High resolution peripheral quantitative computed tomography (HRpQCT) offers detailed bone geometry and microarchitecture assessment, including cortical porosity, but assessing chronic kidney disease (CKD) bone images remains challenging. This proof-of-concept study merges deep learning and machine learning to 1) improve automatic segmentation, particularly in cases with severe cortical porosity and trabeculated endosteal surfaces, and 2) maximize image information using machine learning feature extraction to classify CKD-related skeletal abnormalities, surpassing conventional DXA and CT measures.
We included 30 individuals (20 non-CKD, 10 stage 3 to 5D CKD) who underwent HRpQCT of the distal and diaphyseal radius and tibia and contributed data to develop and validate four different AI models for each anatomical site.
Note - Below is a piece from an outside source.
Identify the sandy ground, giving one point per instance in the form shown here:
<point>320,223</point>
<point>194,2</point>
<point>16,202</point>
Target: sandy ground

Manually annotated cortical bone was used to train each segmentation deep-learning model. Textural features were extracted via Gray-Level Co-occurrence Matrix (GLCM) and classified as CKD or non-CKD using XGBoost with each segmentation model. For comparison, manufacturer-supplied segmentation was used to extract cortical geometry, microarchitecture, and finite element analysis (FEA) outcomes. Model performance was confirmed using the test dataset and a separate independent validation cohort which included HRpQCT imaging from 42 additional individuals (18 non-CKD, 24 CKD stage 5D).
For segmentation, the diaphyseal location showed strong performance on test datasets, with Mean IoUs of 0.96 and 0.95, and accuracies of 0.97 for both radius and tibia sites in CKD. Model 4 developed from the diaphyseal tibia region excelled in classifying test and independent validation datasets, achieving F1 scores of 0.99 and 0.96, AUCs of 0.99 and 0.94, sensitivities of 0.99, and specificities of 0.99 and 0.92. No single parameter, including BMD and cortical porosity, among conventional CT outcomes consistently differentiated CKD from non-CKD across all anatomical sites.
Integrating HRpQCT with deep and machine learning, this innovative approach enables precise automatic segmentation of severely deteriorated endocortical surfaces and enhances sensitivity to CKD-related cortical bone changes compared to standard DXA and HRpQCT outcomes.
整合深度学习和机器学习以改善HRpQCT图像中ckd相关皮质骨评估:一项试点研究。
高分辨率外周定量计算机断层扫描(HRpQCT)提供了详细的骨骼几何和微结构评估,包括皮质孔隙度,但评估慢性肾脏疾病(CKD)骨骼图像仍然具有挑战性。这项概念验证研究融合了深度学习和机器学习,以1)改善自动分割,特别是在皮质孔隙度严重和骨膜表面小梁的情况下;2)利用机器学习特征提取最大化图像信息,对ckd相关的骨骼异常进行分类,超越传统的DXA和CT测量。我们纳入了30名患者(20名非CKD, 10名3至5D CKD),他们接受了远端和骨干桡骨和胫骨的HRpQCT检查,并提供了数据,用于开发和验证每个解剖部位的四种不同的AI模型。使用人工标注的皮质骨来训练每个分割深度学习模型。通过灰度共生矩阵(GLCM)提取纹理特征,并使用XGBoost对每个分割模型进行CKD和非CKD分类。为了比较,使用制造商提供的分割来提取皮质几何形状、微结构和有限元分析(FEA)结果。使用测试数据集和一个单独的独立验证队列来确认模型的性能,该队列包括来自42个额外个体(18个非CKD, 24个CKD阶段5D)的HRpQCT成像。对于分割,骨干定位在测试数据集上表现出很强的性能,CKD的桡骨和胫骨部位的平均IoUs分别为0.96和0.95,准确率为0.97。从胫骨骨干区开发的模型4在分类测试和独立验证数据集上表现优异,F1得分分别为0.99和0.96,auc分别为0.99和0.94,灵敏度为0.99,特异性为0.99和0.92。在常规CT结果中,没有单一参数(包括骨密度和皮质孔隙度)能在所有解剖部位一致地区分CKD和非CKD。与标准的DXA和HRpQCT结果相比,这种创新的方法将HRpQCT与深度学习和机器学习相结合,可以精确地自动分割严重恶化的皮质内表面,提高对ckd相关皮质骨变化的敏感性。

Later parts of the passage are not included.